Build self-hosted Apache Kafka server on RHEL

Building a self-hosted Apache Kafka server on a Kubernetes cluster running on Red Hat servers is a robust and scalable solution. This guide will walk you through the process, focusing on best practices and leveraging Kubernetes’ strengths.

We’ll primarily use Strimzi, which is a Kubernetes Operator that simplifies the deployment and management of Kafka on Kubernetes. Strimzi is widely adopted and recommended for production Kafka deployments on Kubernetes.

Here’s a breakdown of the steps:

1. Prerequisites: Red Hat Servers & Kubernetes Cluster

Before deploying Kafka, you need a functioning Kubernetes cluster running on your Red Hat servers.

1.1 Red Hat Server Preparation

Operating System: Red Hat Enterprise Linux (RHEL 8 or 9) or CentOS Stream 8/9.

System Updates:

sudo dnf update -y
sudo reboot # If kernel updated

Firewall: Ensure necessary ports are open for Kubernetes components.

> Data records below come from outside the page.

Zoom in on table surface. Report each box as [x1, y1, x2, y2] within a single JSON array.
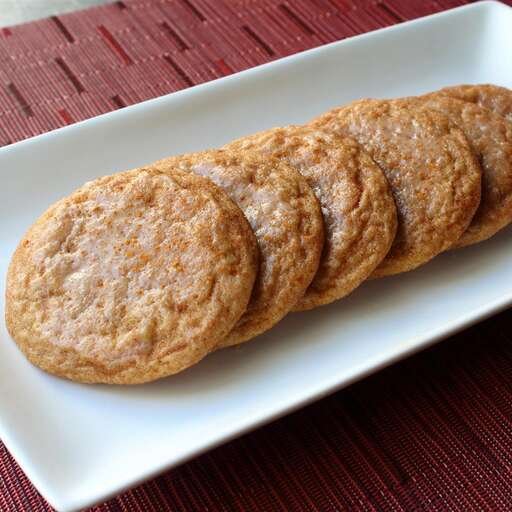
[[0, 0, 110, 27], [1, 1, 512, 511]]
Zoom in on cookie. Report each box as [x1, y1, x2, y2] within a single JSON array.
[[225, 126, 397, 310], [413, 95, 512, 246], [158, 149, 324, 345], [436, 84, 512, 122], [311, 99, 481, 276], [5, 167, 259, 384]]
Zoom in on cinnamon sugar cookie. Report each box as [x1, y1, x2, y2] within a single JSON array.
[[311, 99, 481, 276], [158, 149, 324, 345], [413, 95, 512, 246], [225, 126, 397, 310], [5, 167, 258, 384]]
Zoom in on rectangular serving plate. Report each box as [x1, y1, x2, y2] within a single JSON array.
[[1, 2, 512, 510]]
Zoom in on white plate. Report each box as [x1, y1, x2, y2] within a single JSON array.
[[2, 2, 512, 510]]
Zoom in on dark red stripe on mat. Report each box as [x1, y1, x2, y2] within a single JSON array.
[[163, 55, 194, 87], [160, 21, 189, 51], [6, 83, 33, 117], [50, 15, 75, 43], [55, 57, 85, 93], [111, 94, 126, 108], [97, 25, 133, 65], [242, 25, 275, 56], [278, 4, 315, 35], [377, 2, 405, 22]]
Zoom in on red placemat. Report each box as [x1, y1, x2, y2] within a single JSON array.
[[2, 1, 512, 510]]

sudo systemctl enable --now firewalld
# Allow SSH
sudo firewall-cmd --permanent --add-service=ssh
# Allow KubeAPI server, Kubelet ports etc. (specific to your K8s setup)
# If using OpenShift, it manages its own firewall rules
sudo firewall-cmd --reload

SELinux: SELinux can be tricky. While for a quick test you might disable it (setenforce 0 and edit /etc/selinux/config), for production, it’s best to configure proper policies or use an environment like OpenShift that handles container SELinux contexts.

Swap: Kubernetes generally requires swap to be disabled.

sudo swapoff -a
# To make it persistent across reboots: comment out swap lines in /etc/fstab
sudo sed -i '/ swap / s/^\(.*\)$/#\1/g' /etc/fstab

1.2 Kubernetes Cluster Setup on Red Hat

You have several options for setting up Kubernetes on RHEL:

Option A: OpenShift Container Platform (Recommended for RHEL Environments)

OpenShift is Red Hat’s enterprise-grade Kubernetes distribution, offering enhanced security, developer tools, and a more integrated experience.

Advantages: Enterprise support, integrated registry, CI/CD, monitoring, advanced networking (OVN-Kubernetes), and built-in StorageClass for OpenShift Container Storage (OCS) (Ceph).
Installation: OpenShift installation is complex and often automated.
- Installer-Provisioned Infrastructure (IPI): The installer deploys the underlying infrastructure (e.g., on AWS, Azure, vSphere) and then OpenShift.
- User-Provisioned Infrastructure (UPI): You prepare the underlying RHEL VMs/bare metal, and then the OpenShift installer deploys OpenShift on top.
- Resources: Refer to the official Red Hat OpenShift documentation for detailed installation guides: OpenShift Docs

Option B: Kubeadm (Open Source Kubernetes)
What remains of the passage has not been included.